Sunday, July 01, 2007

Kitzur Ashlag 4

Based on paragraphs 6 & 7:

But we already know the ultimate goal of creation, according to the Ari: “The only reason G-d created the world” he avow, “was to grant pleasure to His creations” (Eitz Chaim, Sha'ar HaKlallim, Ch. 1). So it only makes sense that we concentrate on that over-all, Ashlag declares. And so we will.

Given that G-d meant to grant us pleasure as we’re told, it follows that He had to have granted us “a great desire to accept what He wanted to grant us” as well, since we derive a lot more pleasure from things we really want than from things we don’t.
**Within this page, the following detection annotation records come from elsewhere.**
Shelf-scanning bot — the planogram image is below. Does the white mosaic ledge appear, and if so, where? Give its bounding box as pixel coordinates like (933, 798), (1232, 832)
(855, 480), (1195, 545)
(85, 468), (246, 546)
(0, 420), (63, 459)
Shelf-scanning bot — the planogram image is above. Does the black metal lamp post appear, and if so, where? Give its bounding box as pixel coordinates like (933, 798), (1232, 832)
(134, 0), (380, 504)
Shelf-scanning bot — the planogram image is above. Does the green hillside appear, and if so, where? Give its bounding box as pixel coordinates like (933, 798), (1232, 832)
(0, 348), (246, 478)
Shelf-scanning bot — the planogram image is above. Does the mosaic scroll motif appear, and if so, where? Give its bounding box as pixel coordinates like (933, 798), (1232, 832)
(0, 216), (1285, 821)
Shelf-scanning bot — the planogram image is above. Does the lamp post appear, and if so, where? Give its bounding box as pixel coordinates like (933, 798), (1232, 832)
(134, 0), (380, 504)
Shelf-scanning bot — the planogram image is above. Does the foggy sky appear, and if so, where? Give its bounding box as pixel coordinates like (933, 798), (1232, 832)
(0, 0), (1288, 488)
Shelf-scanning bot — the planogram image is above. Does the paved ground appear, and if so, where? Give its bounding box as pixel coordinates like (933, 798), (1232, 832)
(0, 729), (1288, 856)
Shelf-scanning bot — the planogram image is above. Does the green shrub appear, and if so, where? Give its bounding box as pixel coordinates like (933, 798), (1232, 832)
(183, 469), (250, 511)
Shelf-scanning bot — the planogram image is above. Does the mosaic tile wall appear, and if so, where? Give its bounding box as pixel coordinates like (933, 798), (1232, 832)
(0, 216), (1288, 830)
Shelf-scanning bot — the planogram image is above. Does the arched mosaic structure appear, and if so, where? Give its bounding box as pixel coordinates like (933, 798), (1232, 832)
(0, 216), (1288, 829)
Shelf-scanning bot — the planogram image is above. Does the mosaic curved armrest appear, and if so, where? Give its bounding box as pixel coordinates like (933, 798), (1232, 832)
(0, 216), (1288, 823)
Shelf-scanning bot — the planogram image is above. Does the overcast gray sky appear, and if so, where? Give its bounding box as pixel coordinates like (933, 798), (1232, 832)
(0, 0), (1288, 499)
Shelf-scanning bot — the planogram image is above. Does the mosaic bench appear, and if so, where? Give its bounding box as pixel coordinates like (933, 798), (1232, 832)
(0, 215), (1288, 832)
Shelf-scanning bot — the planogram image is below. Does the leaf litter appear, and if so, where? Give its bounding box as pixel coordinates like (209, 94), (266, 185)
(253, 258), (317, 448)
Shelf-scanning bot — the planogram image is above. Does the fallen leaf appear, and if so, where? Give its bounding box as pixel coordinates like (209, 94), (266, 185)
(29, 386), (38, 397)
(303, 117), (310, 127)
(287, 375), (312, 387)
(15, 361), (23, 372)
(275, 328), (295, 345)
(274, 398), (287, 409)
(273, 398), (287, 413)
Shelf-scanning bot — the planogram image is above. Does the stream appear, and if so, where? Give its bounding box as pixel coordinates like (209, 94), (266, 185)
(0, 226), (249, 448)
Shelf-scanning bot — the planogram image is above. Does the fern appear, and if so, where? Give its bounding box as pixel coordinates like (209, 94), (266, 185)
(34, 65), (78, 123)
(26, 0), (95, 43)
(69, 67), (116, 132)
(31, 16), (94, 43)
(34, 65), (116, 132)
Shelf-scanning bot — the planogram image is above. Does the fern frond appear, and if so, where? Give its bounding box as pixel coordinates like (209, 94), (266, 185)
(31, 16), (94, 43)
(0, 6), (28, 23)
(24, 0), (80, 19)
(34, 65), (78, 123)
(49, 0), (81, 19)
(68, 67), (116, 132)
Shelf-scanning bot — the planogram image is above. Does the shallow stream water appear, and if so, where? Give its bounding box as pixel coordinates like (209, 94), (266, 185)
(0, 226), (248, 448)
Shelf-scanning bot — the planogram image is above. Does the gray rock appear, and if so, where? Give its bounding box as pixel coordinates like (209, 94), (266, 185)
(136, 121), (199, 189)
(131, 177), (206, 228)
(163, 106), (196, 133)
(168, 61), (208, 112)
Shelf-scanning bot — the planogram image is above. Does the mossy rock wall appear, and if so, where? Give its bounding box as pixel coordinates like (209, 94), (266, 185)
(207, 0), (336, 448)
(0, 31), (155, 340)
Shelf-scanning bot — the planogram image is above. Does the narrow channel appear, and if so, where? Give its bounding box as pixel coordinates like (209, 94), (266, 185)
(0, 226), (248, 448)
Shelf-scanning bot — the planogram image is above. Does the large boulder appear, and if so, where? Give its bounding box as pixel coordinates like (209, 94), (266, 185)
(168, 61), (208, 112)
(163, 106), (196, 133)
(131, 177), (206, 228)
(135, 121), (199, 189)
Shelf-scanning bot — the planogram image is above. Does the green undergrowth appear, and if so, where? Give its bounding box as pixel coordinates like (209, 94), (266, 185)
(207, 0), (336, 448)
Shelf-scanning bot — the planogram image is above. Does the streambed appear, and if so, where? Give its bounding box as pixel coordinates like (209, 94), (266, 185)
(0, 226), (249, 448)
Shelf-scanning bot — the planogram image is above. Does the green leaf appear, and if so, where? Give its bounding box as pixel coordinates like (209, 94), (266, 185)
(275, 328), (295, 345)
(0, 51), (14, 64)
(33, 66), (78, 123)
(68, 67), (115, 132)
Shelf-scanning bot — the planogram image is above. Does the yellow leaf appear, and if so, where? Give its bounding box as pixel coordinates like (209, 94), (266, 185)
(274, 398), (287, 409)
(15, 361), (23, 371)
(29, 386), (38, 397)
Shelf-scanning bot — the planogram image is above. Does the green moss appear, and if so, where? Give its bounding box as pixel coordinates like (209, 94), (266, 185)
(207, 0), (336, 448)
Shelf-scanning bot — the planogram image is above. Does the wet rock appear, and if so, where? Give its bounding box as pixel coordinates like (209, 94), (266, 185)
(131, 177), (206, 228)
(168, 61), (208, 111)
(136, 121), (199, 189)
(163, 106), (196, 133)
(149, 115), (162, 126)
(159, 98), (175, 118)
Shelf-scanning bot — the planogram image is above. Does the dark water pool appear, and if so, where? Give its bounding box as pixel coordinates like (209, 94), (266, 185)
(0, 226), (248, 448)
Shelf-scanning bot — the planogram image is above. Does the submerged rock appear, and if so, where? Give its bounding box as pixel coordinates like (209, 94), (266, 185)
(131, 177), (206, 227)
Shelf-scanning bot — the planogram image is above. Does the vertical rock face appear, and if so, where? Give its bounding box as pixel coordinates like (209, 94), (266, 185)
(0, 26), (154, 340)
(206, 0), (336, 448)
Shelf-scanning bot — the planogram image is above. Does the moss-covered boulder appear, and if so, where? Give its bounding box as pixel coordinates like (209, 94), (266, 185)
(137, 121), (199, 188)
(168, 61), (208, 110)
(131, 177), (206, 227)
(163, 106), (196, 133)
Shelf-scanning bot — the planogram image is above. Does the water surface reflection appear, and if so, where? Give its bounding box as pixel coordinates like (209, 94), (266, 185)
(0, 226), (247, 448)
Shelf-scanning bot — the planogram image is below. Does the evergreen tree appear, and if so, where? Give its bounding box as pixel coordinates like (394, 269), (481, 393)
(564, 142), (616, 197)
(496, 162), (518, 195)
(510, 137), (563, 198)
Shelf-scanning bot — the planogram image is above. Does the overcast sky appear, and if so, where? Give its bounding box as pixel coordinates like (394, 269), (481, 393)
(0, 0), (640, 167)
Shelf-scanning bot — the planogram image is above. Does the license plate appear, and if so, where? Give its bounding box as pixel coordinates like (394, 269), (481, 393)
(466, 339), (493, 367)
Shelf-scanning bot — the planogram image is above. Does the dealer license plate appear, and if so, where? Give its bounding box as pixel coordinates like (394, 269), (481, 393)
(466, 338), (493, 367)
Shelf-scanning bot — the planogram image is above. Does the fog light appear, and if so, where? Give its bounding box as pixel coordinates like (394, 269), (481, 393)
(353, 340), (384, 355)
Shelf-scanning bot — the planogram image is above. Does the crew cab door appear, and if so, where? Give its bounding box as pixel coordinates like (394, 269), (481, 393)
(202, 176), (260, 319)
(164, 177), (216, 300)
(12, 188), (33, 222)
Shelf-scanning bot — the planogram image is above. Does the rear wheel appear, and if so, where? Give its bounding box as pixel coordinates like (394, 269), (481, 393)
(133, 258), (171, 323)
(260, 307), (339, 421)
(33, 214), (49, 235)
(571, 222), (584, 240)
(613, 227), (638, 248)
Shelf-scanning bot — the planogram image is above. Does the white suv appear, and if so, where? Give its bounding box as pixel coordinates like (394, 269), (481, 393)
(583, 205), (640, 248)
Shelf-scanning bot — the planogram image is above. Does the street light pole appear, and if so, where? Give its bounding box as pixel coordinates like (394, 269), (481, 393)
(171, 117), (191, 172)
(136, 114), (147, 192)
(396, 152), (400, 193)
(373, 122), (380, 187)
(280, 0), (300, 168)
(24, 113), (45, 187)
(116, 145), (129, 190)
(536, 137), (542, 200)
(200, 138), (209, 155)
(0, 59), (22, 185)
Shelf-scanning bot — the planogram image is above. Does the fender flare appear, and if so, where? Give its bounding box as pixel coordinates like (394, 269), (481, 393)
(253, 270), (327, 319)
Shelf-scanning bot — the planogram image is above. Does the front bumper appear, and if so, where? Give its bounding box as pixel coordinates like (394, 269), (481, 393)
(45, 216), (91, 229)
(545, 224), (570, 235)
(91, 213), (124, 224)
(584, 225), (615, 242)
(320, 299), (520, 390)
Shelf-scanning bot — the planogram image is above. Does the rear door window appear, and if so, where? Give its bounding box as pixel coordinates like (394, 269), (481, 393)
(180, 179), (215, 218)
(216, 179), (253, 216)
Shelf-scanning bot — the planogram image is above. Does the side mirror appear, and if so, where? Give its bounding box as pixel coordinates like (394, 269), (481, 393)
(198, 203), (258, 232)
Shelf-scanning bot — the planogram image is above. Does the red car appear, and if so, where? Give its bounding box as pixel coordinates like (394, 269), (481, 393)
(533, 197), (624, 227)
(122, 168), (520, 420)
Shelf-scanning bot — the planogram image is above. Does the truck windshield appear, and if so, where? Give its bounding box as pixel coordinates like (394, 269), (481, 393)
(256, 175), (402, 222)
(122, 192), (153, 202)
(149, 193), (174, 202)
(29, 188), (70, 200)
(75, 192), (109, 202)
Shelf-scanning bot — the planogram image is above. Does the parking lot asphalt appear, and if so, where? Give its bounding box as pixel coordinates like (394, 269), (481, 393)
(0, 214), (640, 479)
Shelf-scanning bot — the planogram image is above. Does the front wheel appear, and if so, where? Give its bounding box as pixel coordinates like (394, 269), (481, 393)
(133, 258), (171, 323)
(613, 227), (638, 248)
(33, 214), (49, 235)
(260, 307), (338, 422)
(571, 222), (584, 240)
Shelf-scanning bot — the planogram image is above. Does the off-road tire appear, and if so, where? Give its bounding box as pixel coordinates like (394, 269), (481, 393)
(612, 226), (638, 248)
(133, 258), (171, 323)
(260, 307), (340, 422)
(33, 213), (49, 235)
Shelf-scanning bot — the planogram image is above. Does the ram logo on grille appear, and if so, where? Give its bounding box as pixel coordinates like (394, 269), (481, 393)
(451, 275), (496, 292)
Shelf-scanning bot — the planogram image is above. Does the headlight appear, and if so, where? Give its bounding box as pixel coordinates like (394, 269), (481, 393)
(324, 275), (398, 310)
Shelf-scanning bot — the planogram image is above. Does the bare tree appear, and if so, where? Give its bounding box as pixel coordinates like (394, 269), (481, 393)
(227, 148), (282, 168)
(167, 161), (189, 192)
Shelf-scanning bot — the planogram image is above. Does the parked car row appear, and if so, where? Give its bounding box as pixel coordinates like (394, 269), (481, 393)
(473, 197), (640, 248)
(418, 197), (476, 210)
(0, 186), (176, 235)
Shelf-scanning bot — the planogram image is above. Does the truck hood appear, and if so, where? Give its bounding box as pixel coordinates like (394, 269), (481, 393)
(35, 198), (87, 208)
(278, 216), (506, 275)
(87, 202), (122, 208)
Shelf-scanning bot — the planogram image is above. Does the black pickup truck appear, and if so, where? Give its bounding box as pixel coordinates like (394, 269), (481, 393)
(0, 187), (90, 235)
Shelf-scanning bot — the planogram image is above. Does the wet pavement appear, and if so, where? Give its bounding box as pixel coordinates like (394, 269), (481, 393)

So, He granted us a “vast enough amount of willingness to accept” things to correspond to the “vast amount of pleasure (He) meant to bestow upon us”.

And that fact helps to answer our second inquiry, about what it is that wasn’t found in Him originally that was created by Him out of sheer nothingness.

The point is that the only thing that needed to be created anew was our “willingness to accept things”, our ratzon l’kabel in Hebrew -- our willingness, wish, or intent to accept, receive, or take things. It’s a rather selfish and self-serving aspect of our being for the most part, and we're called upon to transcend it. Mostly because it's what sets us apart from G-d, who needs nothing and grants everything.

It's still and all true though that G-d purposefully created the ratzon l’kabel, so it obviously contributes to the fulfilling of the goal of creation (which brings us back to the point made at the beginning).

“Thus … all of creation, from start to finish, is nothing other than (the creation of) the ratzon l’kabel.”